Haygood, Wil

Born: 1954

Ohio connection: Birth

Columbus

Wil Haygood was born in Columbus, Ohio, in 1954. His parents divorced soon after his birth and he was raised by his mother, Elvira Burke Haygood, a cook, and his grandparents, whom he credits for teaching him right from wrong.  Haygood graduated from Franklin Heights High School and then attended Miami University of Ohio where he majored in Urban Studies.  After earning a bachelor’s degree in 1976, he began work as a reporter for the Call & Post, an African-American newspaper in Cleveland, Ohio.  His other journalism jobs included working at a copy editing desk at the Charleston Gazette in West Virginia (1981-83) and working as a reporter for the Pittsburgh Post-Gazette (1984-1985). His performance in Pittsburgh drew the attention of the Boston Globe, where he worked for roughly the next seventeen years. Haygood published his first book in 1986, Two on the River, an account of his travels down the Mississippi.  A biography of politician Adam Clayton Powell, Jr. titled King of the Cat followed in 1993.  By the time Haygood’s third book appeared, The Haygoods of Columbus: A Love Story (1997), he was receiving job offers from other newspapers on a regular basis. In 2002, Haywood joined the Washington Post, where he wrote, “A Butler Well Served by this Election,” a story about White House butler Eugene Allen; it became the basis for the award-winning film The Butler.  Haygood is also the author of In Black and White: the Life of Sammy Davis Jr. (2003), Sweet Thunder: the Life and Times of Sugar Ray Robinson, (2009), The Butler: A Witness to History (2013) and Showdown: Thurgood Marshall and the Supreme Court Nomination that Changed America (2015).

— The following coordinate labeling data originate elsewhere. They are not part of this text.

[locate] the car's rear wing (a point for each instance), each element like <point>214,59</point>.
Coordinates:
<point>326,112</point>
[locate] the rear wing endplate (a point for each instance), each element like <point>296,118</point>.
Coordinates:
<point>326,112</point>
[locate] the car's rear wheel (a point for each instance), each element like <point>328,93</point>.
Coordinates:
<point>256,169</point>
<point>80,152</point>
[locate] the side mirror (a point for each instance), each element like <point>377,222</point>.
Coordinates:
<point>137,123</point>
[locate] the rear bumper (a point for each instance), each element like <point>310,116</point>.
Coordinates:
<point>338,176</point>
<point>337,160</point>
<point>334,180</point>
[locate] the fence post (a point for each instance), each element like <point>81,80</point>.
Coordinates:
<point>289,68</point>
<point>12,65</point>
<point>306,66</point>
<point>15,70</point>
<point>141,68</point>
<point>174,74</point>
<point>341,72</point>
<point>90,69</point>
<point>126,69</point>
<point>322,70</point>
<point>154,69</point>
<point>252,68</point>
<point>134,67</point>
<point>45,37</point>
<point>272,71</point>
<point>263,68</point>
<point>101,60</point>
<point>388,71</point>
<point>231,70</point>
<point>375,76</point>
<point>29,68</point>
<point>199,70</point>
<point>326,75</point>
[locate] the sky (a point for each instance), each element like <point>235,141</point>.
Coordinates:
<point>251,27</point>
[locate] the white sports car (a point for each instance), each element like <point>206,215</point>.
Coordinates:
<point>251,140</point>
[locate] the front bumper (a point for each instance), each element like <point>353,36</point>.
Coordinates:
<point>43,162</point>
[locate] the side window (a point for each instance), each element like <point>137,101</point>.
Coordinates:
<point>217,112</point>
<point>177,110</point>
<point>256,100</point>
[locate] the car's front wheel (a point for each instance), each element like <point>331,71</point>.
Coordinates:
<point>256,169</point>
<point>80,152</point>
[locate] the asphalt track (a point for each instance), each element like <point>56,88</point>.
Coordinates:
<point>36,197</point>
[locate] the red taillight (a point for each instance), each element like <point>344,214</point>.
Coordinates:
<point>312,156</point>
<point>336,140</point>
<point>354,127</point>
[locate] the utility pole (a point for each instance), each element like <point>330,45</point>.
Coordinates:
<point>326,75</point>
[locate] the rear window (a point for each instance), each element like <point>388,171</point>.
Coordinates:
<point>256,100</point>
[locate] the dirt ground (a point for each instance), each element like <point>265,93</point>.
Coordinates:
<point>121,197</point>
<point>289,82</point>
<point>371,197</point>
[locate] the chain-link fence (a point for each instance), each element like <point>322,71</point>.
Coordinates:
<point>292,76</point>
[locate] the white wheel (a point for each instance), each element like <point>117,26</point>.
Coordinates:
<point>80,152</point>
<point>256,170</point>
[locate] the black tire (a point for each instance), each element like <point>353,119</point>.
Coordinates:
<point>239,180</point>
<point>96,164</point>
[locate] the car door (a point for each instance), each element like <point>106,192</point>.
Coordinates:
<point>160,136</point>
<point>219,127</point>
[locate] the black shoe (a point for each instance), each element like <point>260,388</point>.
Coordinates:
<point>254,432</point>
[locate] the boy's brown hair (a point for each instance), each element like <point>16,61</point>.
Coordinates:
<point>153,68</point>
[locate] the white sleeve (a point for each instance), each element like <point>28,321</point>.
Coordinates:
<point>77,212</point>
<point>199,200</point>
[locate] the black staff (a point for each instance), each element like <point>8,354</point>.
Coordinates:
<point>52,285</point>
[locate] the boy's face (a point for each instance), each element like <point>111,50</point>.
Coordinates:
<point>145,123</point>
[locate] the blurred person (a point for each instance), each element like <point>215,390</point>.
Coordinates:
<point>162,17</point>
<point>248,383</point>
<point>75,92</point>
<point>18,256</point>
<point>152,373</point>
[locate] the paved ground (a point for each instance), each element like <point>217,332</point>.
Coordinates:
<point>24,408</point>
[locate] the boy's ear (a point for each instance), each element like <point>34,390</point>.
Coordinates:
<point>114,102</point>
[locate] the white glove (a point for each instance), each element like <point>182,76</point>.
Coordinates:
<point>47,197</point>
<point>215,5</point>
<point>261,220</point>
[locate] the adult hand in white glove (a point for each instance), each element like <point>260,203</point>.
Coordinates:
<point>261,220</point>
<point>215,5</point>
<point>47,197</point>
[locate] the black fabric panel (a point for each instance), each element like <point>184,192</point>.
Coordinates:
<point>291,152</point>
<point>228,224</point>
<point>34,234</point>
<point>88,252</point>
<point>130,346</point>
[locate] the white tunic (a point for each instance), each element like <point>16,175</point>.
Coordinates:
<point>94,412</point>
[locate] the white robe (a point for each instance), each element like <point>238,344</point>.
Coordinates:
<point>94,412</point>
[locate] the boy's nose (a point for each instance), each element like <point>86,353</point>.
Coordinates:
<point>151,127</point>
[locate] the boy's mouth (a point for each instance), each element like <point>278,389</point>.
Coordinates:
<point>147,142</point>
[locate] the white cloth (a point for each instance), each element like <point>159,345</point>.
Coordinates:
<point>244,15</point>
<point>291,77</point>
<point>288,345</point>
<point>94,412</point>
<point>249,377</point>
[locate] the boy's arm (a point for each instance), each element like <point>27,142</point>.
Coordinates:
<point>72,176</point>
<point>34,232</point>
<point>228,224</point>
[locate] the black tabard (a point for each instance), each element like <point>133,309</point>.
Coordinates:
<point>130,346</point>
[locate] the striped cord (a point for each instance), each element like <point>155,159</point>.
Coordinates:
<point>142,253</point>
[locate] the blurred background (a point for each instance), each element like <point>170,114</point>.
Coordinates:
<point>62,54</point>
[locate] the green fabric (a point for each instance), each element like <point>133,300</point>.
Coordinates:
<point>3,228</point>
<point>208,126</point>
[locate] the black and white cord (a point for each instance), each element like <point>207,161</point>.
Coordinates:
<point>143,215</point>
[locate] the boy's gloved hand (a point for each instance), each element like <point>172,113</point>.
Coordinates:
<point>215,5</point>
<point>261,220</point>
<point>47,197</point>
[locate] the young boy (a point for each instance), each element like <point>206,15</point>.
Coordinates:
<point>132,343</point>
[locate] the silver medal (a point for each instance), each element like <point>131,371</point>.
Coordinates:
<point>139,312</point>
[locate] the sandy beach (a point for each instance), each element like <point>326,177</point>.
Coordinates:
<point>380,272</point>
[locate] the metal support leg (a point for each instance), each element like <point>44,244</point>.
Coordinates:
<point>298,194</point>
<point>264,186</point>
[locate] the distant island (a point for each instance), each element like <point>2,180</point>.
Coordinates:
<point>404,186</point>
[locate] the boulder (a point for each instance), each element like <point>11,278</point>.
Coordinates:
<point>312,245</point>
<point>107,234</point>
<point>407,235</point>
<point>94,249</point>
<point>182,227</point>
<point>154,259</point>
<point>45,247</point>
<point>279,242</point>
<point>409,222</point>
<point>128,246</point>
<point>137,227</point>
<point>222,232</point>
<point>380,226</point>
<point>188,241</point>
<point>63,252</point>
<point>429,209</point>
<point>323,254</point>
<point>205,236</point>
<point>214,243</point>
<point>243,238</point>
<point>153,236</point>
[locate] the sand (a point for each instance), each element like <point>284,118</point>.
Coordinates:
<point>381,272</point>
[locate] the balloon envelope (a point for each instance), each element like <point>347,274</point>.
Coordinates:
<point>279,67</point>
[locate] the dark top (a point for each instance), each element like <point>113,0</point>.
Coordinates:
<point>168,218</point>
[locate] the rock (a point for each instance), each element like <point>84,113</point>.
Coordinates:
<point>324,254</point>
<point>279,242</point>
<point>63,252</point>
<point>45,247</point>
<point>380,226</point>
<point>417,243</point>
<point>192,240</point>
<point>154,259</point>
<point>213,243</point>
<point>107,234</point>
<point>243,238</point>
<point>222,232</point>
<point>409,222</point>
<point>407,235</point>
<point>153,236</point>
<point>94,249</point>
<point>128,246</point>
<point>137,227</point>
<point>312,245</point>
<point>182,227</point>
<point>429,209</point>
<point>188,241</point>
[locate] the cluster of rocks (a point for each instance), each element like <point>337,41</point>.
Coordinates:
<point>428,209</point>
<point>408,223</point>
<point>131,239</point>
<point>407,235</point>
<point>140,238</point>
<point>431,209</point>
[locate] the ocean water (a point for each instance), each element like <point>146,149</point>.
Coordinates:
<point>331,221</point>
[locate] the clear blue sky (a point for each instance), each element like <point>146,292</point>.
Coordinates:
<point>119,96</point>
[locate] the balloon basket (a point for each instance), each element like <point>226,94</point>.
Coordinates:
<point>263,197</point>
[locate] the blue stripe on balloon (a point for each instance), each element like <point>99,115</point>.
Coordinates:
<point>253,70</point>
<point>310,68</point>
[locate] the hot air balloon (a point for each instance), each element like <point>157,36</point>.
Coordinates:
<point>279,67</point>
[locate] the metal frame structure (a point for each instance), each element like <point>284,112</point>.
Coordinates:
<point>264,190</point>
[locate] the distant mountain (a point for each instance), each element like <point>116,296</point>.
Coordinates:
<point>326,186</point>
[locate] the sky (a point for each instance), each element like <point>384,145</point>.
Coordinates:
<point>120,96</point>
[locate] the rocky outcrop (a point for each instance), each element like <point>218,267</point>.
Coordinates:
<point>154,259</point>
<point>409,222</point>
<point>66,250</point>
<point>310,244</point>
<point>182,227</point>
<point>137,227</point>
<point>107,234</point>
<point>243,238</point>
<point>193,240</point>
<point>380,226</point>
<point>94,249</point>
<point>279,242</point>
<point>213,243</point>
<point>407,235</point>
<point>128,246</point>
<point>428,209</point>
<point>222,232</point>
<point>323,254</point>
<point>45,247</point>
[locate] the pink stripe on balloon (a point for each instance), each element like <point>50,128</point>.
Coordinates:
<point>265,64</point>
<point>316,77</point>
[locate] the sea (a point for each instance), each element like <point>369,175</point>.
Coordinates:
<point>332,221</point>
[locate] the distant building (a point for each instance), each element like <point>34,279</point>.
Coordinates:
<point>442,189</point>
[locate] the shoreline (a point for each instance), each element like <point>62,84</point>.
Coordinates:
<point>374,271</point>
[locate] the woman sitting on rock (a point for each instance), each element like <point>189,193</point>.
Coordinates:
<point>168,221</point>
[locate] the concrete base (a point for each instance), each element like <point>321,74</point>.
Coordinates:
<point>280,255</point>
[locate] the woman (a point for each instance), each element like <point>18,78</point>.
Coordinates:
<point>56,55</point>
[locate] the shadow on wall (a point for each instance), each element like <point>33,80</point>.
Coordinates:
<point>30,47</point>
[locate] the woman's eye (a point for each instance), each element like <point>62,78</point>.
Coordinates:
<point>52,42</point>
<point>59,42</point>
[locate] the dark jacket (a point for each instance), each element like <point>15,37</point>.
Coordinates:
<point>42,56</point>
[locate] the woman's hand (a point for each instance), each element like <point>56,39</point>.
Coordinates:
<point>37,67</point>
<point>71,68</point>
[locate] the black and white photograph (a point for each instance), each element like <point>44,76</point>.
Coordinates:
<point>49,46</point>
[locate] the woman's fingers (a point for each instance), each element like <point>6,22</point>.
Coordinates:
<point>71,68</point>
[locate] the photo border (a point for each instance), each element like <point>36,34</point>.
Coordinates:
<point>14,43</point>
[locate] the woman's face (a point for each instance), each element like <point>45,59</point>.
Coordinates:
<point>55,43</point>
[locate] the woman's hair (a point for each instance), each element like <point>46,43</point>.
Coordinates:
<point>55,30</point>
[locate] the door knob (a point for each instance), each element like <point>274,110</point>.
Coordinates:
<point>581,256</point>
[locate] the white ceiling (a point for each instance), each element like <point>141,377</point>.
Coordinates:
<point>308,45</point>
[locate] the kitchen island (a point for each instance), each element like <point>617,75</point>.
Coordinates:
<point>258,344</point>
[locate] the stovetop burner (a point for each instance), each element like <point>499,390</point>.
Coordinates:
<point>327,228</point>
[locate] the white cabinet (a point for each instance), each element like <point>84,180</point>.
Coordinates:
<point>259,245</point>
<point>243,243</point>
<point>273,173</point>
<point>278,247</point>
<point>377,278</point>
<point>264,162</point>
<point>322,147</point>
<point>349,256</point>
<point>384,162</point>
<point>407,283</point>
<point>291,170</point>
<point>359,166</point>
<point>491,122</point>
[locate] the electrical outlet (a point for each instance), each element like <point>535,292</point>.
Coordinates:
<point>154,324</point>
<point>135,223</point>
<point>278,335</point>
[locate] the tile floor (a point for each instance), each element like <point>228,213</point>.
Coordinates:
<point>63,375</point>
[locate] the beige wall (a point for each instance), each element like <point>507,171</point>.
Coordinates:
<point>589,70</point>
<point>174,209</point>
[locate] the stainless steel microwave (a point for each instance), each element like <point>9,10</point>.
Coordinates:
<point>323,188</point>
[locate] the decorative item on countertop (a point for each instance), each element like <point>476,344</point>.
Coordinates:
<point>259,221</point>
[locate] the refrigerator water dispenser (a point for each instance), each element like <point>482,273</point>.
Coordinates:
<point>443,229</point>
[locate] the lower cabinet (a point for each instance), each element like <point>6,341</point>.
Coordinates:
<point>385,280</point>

Wil Haygood is the Boadway Distinguished Scholar-in-Residence in the Department of Media, Journalism & Film, at Miami University in Oxford, Ohio.

Awards:
National Headliner Award, National Headliners Club for outstanding feature writing, 1986; Fellow of Alicia Patterson Foundation, 1988; New England Associated Press Award and International Reporting Award, National Association of Black Journalists, both 1990; Finalist for Pulitzer Prize in featuring writing, 1991; Sunday Magazine Editors Association Award for profile writing and Doctor of Humane Letters from Ohio Dominican College, both 1993; Ohioana Book Award for nonfiction for The Haygoods of Columbus: A Love Story, 1998; 2016 Scribe Book Award from the American Society of Legal Writers for Showdown: Thurgood Marshall and the Supreme Court Nomination that Changed America.